Chakotay wasn't sure what she was trying to tell him. But he had always had a great faith in stories, other people's and his own, and he did his best to honor the story he thought she was telling, leaning in to press a kiss to her shoulder.
"They weren't ready," he told her, and felt her shiver as he breathed the story into her skin. "The sky wasn't ready for them. But when it was time, they found each other." Stars always do, he almost said, but then checked himself, not certain what he meant.
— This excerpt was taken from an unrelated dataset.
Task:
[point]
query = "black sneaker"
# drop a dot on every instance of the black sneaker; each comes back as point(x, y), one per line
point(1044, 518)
Kathryn watched him in silence for a long moment, her eyes bright with an ache he knew all too well. But she didn't need to feel that anymore, and neither did he—she let herself fall back onto the bed and pulled him down with her, erasing the last divide between them as their bodies collided in the tangle of the sheets.
"Find me," she whispered against his mouth. Then she kissed him, and he forgot the rest of it, the glow of the newborn stars and the riot of the red sky beyond the window, the colors of the unbridled universe coalescing into a beautiful, dusky blue. She was here beside him, beneath him, beating in him like a heart. Everything else was dust.